Abstract Background: Prisoners are disproportionately affected by cardiovascular disease and there is a higher prevalence of risk factors such as smoking, physical inactivity and unhealthy diet in prisoners. Despite the increased availability of healthcare services and health promotion interventions in prisons, the health of many prisoners declines whilst in prison. Few studies have explored the factors that promote positive health behaviours in prison. Understanding these factors can help healthcare professionals improve services or interventions to improve the cardiovascular health of prisoners.
Purpose: To explore the factors that promote the adoption and maintenance of positive health behaviours related to cardiovascular health while in prison.
Methods: A qualitative study involving 16 semi-structured interviews with male prisoners was conducted in a Scottish prison between 2015 and 2016. The interviews were audio-recorded and transcribed. The data was analysed using the framework approach.

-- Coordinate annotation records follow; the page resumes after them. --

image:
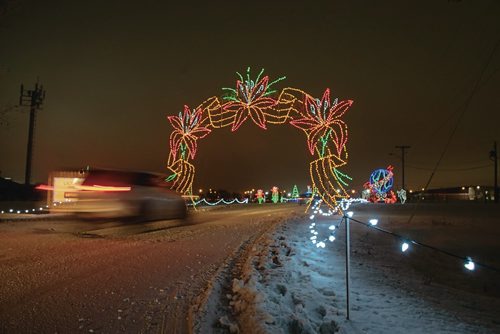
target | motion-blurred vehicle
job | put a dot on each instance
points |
(140, 196)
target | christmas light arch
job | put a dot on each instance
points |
(319, 119)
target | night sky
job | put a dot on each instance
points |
(114, 71)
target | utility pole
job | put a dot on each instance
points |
(34, 98)
(403, 148)
(494, 157)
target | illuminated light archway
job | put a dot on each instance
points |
(319, 119)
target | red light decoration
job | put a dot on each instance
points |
(320, 119)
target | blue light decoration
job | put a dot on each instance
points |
(380, 186)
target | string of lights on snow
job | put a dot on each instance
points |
(221, 201)
(342, 208)
(255, 99)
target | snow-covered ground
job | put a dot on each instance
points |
(288, 285)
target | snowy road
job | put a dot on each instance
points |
(66, 276)
(291, 286)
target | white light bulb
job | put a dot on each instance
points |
(404, 246)
(469, 264)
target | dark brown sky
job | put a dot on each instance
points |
(114, 70)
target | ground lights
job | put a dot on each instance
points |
(255, 99)
(405, 243)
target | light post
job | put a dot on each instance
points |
(494, 157)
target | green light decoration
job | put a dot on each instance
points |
(253, 99)
(341, 176)
(260, 196)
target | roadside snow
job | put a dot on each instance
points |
(288, 285)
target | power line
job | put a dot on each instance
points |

Results: Six main themes emerged from the data and were classified into two main categories: environmental factors and personal factors. Environmental factors were: the fixed prison regime, self-direction opportunities in prison and rewards or incentives. The fixed prison regime enabled some prisoners to form a routine in which time was made for regular exercise in the gym. However some prisoners who were serving long sentences reported becoming bored with the fixed regime and experienced moments of amotivation throughout their sentences. Prisoners who were given self-direction opportunities found it easier to adopt positive behaviours. For example, prisoners who worked in the kitchen had more choice over preparing their own meals and were able to eat healthily while in prison. Rewards or incentives such as certificates for participating in health interventions encouraged prisoners to be more physically active although this was often a temporary effect. Personal factors were: peer motivation, intrinsic motivation and personal relationships. Prisoners who worked out with peers felt motivated and encouraged to exercise more regularly and felt more able to avoid junk food. Prisoners who saw a positive physical change in their own appearance felt an increased sense of well-being and exercised because it made them happy. Prisoners who were able to share their successes with family or friends felt an increased sense of personal responsibility and felt competent in maintaining control over their own health.
Conclusion: Environmental and personal factors influenced positive health behaviours linked to cardiovascular health in prisoners. Further opportunities exist to promote more person-centred self care activities that promote cardiovascular health in prisoners’ work and leisure time.